The Fischbach Valley Railway (Fischbachtalbahn, KBS 681) is a railway line in the German state of the Saarland that runs from Saarbrücken along the Fischbache, which flows into the Saar in Saarbrücken, to Wemmetsweiler. Since the opening of the Wemmetsweiler curve in 2003, the line branches west to Lebach as the Prims Valley Railway (Primstalbahn) and east to Neunkirchen.

==History ==
Coal mines were developed in the Fischbach in the early 1870s. Collieries were started at Camphausen in 1871, at Brefeld in 1872 and at Maybach in 1873. During the planning phase some consideration was given to the transport of coal. Initially it was planned that the coal mines would be connected with branch lines to the Sulzbach valley. Since the proposal would have required a tunnel through a ridge, this plan was soon dropped. In addition, the line through the Sulzbach valley was already heavily congested. For this reason it was decided in 1866 to build a line from Neunkirchen to Saarbrücken via the Fischbach valley. In 1873, a license was granted to build the line. Loading of coal at Camphausen mine started in February 1879. The line was opened via Brefeld and Wemmetsweiler to Neunkirchen on 15 October 1879. The branch line to the Maybach colliery was opened on 6 April 1881. When the Göttelborn coal mine was sunk in 1887, a branch line was created from Merchweiler to the Göttelborn colliery, which was opened on 1 October 1891.

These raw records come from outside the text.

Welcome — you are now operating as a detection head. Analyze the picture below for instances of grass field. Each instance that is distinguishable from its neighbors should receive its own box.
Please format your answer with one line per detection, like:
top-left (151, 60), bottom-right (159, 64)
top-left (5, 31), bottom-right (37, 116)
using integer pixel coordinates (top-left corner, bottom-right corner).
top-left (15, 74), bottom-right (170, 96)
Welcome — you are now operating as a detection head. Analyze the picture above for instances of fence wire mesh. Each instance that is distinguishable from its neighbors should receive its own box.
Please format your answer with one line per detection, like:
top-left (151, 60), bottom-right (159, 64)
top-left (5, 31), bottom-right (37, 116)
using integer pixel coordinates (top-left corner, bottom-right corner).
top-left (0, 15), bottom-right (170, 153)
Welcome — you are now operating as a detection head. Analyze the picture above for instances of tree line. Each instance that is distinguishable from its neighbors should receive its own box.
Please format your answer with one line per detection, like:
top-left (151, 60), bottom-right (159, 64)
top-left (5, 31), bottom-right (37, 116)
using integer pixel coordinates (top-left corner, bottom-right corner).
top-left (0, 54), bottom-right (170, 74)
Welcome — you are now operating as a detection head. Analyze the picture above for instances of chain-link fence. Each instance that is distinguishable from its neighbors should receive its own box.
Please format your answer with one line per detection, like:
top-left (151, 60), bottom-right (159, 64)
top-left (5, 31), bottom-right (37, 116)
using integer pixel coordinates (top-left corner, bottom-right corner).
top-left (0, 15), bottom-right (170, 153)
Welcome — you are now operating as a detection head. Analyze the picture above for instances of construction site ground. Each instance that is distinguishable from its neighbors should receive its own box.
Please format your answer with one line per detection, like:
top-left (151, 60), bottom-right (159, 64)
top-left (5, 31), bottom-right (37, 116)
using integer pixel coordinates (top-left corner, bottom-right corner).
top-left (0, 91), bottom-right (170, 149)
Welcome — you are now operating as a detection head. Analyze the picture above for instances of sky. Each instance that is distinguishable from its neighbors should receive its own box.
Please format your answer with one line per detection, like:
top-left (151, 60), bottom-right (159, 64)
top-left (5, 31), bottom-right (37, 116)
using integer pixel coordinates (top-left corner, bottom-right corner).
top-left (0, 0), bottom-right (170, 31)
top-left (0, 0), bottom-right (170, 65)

In 1965, the entire line was electrified. Following the closure of the Göttelborn mine, the Merchweiler–Göttelborn branch line continues to be used to operate to the Weiher power station. Passenger services have, however, long been focused more on Lebach than on Neunkirchen, requiring passenger trains to reverse in Wemmetsweiler station. To avoid this, a connecting curve (the so-called Wemmetsweiler curve) was planned from the 1990s. In 2003, this curve was constructed, connecting to Illingen. Wemmetsweiler station was closed for passengers in 2006 and replaced by Wemmetsweiler Rathaus station, which is closer to central Wemmetsweiler. The bridge of state road L 128 over the line in Wemmetsweiler was replaced during urban redevelopment by a 54 metre long railway tunnel.